Five years ago, he likes to point out, who would have thought that hundreds of millions of people around the world would be walking around with devices as powerful as smart phones. Or that almost half a million people could have jobs in the business of making mobile apps.
Still, all of this doesn’t seem to bode well for people who don’t have the skills to play in that world. Earlier this month, Forbes, in an article titled, “Is Your Job Robot-Proof?” noted that, “Today America needs 5 million fewer workers to produce a greater value of goods and services than it did in December 2007 when the recession began.”
And other recent news from the robot front provides more grist for worriers like Ford. Canon just announced that it has begun phasing out human workers in its plants, and that in a few years its cameras will be made solely by robots. Earlier this month DARPA, the R&D arm of the Pentagon, awarded $1.2 million to a Georgia start-up to develop machines that would allow U.S. factories to “produce garments with zero direct labor.” That might allow American clothing factories to actually undercut the costs of cheap labor in China.
Or maybe not. Foxconn, the giant Chinese company known both for manufacturing Apple products and for worker suicides, announced last year that it will create a “robot kingdom” of more than 1 million robots within the next few years.
If you could read my mind
But there’s been at least one recent development that’s more in line with Kurzweil’s vision of robot-human togetherness. Researchers at MIT say they’ve developed an algorithm that will enable robots to work side-by-side with humans. The software apparently will allow robots to learn the preferences of their human partners and anticipate their needs out on the factory floor. And if the machine has to move on to help another worker, it would be able to quickly adapt to him or her.
Julie Shah, head of the MIT research team, put it this way: “It’s an interesting machine-learning human-factors problem. Using this algorithm, we can significantly improve the robot’s understanding of what the person’s next likely actions are.”
Wonder if they’ll be able to smell fear?
Mo’ better machines
Here are more reports on robots rising:
- Snakes on a vein: Scientists at Carnegie-Mellon University in Pittsburgh have created tiny, snake-like robots that, armed with cameras, scissors, forceps and sensors, are helping doctors perform surgery on hearts and cancer tumors.
- The barista will not respond to lame attempts at flirtation: A start-up at the University of Texas has installed a coffee kiosk run by a robot barista in the campus’ academic center.

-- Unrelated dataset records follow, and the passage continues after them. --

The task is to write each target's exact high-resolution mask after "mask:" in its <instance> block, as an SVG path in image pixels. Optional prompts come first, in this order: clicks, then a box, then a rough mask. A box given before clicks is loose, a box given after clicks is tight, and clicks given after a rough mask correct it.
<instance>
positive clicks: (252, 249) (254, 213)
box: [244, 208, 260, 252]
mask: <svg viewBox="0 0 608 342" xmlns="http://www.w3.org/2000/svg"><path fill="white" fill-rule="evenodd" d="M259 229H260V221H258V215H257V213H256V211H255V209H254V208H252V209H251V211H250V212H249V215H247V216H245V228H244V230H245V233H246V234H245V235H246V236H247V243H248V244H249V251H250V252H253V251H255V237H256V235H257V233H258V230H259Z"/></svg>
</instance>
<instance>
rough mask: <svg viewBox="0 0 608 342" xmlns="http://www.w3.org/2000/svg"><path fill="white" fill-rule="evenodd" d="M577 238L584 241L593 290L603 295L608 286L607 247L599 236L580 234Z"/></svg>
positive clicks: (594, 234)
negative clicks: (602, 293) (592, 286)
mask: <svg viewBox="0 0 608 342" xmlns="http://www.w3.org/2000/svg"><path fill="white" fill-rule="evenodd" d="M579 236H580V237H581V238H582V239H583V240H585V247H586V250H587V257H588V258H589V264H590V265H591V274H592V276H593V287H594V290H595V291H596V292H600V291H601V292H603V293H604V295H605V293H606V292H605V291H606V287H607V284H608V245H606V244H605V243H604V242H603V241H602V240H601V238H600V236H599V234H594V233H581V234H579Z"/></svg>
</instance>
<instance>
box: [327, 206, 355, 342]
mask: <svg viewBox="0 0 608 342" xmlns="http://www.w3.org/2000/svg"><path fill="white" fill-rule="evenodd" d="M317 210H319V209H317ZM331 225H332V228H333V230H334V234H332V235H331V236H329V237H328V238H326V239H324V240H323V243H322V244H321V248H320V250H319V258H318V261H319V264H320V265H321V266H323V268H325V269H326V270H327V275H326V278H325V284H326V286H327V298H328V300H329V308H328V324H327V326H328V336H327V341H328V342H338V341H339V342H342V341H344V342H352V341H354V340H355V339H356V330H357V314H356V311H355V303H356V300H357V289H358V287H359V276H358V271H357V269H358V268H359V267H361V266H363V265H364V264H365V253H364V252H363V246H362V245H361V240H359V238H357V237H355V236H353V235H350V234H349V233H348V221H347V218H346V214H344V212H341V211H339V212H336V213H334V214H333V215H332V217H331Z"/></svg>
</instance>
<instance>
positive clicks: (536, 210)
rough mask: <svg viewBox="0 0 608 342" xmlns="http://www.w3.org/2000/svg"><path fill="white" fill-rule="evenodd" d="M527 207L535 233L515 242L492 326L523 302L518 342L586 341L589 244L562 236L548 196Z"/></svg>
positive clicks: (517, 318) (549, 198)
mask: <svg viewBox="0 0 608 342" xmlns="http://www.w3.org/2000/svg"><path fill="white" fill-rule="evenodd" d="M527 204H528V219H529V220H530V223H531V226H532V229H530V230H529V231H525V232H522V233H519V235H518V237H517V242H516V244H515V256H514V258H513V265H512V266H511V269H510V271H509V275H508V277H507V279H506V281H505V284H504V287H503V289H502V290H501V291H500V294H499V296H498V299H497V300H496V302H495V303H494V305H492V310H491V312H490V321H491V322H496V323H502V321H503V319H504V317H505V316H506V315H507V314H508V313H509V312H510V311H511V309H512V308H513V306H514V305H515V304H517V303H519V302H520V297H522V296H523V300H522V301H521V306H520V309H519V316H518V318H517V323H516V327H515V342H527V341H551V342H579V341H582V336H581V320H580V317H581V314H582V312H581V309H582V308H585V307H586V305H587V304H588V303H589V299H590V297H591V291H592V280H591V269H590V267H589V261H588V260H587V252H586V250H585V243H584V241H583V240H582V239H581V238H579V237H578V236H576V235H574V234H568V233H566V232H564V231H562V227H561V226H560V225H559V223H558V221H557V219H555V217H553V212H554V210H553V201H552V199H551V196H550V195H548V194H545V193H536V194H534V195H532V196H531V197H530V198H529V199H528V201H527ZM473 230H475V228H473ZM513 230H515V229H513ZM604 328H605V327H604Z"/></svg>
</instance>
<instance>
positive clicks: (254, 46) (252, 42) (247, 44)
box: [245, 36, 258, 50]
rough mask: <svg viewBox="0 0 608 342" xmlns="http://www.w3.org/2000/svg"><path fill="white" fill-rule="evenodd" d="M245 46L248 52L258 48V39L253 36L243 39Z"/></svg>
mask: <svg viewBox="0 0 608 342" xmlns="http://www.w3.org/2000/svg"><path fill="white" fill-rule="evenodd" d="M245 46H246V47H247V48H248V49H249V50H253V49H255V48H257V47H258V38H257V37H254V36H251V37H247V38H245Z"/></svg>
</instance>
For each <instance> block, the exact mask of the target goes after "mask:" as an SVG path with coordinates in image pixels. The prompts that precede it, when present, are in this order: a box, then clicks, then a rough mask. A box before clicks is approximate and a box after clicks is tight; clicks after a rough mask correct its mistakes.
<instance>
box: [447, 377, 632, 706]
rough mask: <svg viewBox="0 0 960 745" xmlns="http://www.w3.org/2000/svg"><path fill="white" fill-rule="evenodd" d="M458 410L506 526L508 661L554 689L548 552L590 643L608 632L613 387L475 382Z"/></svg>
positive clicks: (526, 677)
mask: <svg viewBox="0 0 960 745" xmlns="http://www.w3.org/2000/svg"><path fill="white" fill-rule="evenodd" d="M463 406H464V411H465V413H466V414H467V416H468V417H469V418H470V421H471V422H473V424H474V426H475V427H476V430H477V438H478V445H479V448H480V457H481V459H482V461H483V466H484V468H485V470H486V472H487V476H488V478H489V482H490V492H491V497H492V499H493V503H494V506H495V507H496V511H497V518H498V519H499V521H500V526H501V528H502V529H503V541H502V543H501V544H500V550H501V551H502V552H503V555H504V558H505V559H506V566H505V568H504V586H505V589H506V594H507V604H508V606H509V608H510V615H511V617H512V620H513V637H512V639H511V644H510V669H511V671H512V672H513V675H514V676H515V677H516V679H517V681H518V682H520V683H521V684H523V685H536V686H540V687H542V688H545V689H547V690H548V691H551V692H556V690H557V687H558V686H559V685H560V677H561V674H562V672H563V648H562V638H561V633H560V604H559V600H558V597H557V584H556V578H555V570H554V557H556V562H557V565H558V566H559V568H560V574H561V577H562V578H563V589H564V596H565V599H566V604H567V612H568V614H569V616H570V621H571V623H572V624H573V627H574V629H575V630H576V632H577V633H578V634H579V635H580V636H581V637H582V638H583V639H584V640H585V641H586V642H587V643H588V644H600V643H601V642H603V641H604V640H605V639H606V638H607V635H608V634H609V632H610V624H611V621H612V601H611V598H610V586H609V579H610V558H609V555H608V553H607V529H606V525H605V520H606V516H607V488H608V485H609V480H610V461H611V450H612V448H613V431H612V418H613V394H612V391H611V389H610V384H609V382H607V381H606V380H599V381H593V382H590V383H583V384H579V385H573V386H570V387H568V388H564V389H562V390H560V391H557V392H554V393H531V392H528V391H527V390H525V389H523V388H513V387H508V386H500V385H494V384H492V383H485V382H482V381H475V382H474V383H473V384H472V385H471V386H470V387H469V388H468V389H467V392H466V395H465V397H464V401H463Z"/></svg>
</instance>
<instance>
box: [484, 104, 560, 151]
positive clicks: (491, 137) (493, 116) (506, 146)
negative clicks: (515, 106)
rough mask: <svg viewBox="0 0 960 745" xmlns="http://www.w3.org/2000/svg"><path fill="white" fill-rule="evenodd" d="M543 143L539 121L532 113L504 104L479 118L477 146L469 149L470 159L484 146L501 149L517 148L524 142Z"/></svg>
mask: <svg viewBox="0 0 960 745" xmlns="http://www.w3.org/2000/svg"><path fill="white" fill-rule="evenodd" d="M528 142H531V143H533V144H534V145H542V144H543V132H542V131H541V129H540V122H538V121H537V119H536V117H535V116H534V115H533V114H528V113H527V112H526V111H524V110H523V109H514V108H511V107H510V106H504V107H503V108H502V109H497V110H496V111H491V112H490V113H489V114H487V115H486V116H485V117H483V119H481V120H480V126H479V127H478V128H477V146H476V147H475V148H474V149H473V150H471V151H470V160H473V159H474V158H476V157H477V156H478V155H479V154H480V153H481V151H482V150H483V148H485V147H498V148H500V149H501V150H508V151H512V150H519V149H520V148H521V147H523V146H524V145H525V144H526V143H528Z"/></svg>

Students can order their drink online or on their phone and receive a text when it’s good to go.
- So much for the career in sushi: Yes, the Japanese have been on to the robots in restaurants thing for awhile. But now food machine manufacturer Suzumo has developed a sushi-making robot that can crank out 2,500 pieces in an hour.
- Don’t even think about pulling my finger: Researchers at the University of Southern California have given robots a sense of touch–one, in fact, that’s actually more sensitive than a human’s finger. Sensors can even tell where and in which direction forces are applied to robot’s fingertip.
- That’s nice, but it still doesn’t do windows: Roomba, the king of household robots, is going wireless. iRobot announced earlier this week that its new Roomba 790, which retails for a mere $699, will come with a “wireless command center” that, among other things, will allow you to schedule it to clean your house while you’re not home.
Video bonus: From the land that nailed Robot Cute long ago comes i-SODOG, a robot pup that shakes, dances, responds to voice commands and can be trained through your smartphone. Ignore the background din of little awestruck Japanese kids. This is a toy you’ll want to take to work, to dates, to job interviews. How could they not hire you?